[ClusterLabs] killing postgres wal progress in slave makes cluster crashed
Ken Gaillot
kgaillot at redhat.com
Wed May 2 12:35:01 EDT 2018
On Sat, 2018-04-28 at 08:46 +0000, 范国腾 wrote:
> Hi,
> There are three nodes: node1,node2,node3。node1 is master, node2 and
> node3 is slave。
> We execute the “truncate table” in 14:25:36 and kill the WAL progress
> in db2。Then the db2 pacemaker is down and db1 is reboot.
> But I could not find any information from the /var/log/messages.
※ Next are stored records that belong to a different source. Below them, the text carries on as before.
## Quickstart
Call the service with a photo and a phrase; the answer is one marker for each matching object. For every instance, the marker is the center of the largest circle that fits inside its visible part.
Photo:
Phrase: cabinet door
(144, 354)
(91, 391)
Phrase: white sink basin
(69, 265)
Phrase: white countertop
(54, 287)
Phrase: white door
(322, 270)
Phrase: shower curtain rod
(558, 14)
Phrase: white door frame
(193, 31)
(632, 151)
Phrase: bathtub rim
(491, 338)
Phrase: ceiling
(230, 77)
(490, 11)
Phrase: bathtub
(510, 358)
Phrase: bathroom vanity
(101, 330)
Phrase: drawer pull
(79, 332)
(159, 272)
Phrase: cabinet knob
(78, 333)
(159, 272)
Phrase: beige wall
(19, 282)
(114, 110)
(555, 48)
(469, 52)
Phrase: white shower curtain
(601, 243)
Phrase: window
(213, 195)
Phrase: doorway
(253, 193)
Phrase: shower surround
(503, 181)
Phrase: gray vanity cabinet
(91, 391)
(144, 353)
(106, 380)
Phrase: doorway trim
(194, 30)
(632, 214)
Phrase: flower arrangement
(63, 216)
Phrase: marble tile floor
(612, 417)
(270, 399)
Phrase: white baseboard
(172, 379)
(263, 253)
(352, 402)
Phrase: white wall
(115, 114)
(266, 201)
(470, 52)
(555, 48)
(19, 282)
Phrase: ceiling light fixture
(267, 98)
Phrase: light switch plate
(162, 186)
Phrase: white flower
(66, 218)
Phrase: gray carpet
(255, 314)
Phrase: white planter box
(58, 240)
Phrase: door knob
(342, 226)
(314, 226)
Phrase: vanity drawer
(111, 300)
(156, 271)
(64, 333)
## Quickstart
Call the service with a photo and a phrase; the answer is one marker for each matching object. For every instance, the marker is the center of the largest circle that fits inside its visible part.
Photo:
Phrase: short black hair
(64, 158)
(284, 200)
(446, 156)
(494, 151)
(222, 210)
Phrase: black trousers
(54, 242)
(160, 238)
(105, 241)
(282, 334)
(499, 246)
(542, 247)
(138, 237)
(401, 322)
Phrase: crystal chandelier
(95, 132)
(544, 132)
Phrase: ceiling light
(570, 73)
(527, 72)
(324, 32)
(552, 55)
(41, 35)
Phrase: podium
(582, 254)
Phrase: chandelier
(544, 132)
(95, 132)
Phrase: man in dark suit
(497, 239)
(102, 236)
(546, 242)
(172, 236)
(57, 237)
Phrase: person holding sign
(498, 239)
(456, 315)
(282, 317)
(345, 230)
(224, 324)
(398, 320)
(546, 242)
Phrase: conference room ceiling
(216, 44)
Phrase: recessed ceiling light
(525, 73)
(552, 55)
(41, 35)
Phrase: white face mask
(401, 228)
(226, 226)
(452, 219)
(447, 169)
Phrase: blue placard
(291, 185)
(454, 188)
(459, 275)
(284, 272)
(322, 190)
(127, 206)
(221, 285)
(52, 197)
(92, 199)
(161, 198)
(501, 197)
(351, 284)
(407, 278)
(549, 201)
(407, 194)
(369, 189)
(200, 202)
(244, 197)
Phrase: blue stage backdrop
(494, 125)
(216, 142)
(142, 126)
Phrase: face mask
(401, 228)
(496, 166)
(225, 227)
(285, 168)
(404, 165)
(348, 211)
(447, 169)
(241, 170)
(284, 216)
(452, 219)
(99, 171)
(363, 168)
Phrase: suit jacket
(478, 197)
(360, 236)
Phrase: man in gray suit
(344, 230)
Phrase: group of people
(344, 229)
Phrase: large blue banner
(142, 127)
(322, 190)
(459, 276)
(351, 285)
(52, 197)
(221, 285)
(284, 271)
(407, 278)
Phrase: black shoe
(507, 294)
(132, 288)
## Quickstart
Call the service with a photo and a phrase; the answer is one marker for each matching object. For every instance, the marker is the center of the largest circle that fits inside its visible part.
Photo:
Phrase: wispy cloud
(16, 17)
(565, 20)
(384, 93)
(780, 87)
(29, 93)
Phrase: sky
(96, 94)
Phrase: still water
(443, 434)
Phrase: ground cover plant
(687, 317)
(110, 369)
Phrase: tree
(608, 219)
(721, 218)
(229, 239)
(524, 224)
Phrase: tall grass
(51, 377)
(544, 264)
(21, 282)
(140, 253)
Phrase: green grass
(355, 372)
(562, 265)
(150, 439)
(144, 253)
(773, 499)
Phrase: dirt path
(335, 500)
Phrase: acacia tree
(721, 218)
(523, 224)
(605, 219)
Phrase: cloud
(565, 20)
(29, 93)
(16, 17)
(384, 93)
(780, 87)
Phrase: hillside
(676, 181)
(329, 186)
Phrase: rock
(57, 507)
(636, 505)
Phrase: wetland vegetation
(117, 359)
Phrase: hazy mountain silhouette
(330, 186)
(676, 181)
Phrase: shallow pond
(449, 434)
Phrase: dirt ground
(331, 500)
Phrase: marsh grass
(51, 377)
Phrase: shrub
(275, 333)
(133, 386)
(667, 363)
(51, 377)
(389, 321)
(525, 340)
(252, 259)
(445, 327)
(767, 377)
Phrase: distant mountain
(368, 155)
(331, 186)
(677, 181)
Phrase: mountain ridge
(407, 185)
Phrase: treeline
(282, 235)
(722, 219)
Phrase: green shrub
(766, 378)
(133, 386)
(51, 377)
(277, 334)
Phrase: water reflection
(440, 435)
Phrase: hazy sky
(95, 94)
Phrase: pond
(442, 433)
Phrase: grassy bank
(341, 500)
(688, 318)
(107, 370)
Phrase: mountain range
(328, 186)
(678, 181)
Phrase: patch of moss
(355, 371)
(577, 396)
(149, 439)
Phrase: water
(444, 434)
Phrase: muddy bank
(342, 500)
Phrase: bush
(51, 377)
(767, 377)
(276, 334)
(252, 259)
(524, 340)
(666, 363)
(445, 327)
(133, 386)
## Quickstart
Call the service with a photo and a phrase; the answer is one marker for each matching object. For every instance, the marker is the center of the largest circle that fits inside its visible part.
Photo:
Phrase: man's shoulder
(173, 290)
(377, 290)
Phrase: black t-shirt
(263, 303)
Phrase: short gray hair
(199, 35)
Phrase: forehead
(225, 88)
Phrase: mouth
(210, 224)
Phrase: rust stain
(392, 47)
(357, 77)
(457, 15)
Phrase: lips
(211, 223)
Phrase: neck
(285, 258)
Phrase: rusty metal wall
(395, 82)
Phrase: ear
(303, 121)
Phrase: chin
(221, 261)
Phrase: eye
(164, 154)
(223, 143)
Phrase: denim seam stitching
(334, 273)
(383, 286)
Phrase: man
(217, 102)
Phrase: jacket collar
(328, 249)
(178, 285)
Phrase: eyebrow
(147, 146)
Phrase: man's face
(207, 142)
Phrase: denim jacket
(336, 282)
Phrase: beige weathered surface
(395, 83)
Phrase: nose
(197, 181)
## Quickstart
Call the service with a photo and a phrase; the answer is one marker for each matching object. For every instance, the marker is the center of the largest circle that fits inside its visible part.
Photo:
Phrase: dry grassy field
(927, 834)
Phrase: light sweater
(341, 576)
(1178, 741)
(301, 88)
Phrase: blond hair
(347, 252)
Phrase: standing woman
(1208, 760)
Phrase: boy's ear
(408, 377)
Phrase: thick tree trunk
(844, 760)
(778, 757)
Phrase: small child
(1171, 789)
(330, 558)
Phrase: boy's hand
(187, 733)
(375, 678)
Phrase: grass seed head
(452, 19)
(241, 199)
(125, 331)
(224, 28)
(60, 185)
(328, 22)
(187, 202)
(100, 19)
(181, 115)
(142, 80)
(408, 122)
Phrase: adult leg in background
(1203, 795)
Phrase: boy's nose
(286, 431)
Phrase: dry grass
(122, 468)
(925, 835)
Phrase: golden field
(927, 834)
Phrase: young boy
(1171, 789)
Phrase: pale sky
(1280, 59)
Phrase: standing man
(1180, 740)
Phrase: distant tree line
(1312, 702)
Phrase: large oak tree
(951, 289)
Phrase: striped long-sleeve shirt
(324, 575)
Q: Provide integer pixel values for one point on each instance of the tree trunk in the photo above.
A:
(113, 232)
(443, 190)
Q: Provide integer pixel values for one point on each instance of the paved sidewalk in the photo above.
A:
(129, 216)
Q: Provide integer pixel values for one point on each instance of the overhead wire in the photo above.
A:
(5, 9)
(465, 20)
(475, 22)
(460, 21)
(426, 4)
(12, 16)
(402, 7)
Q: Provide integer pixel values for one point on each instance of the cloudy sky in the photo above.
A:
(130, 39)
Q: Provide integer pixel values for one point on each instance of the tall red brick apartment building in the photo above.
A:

The
> flowing is log, could you help find any clue?
>
>
> Current DC: db3 (version 1.1.15-11.el7-e174ec8) - partition with
> quorum
The DC is the node that schedules all actions, so its logs will be
helpful too. If there was any fencing, it should be mentioned there.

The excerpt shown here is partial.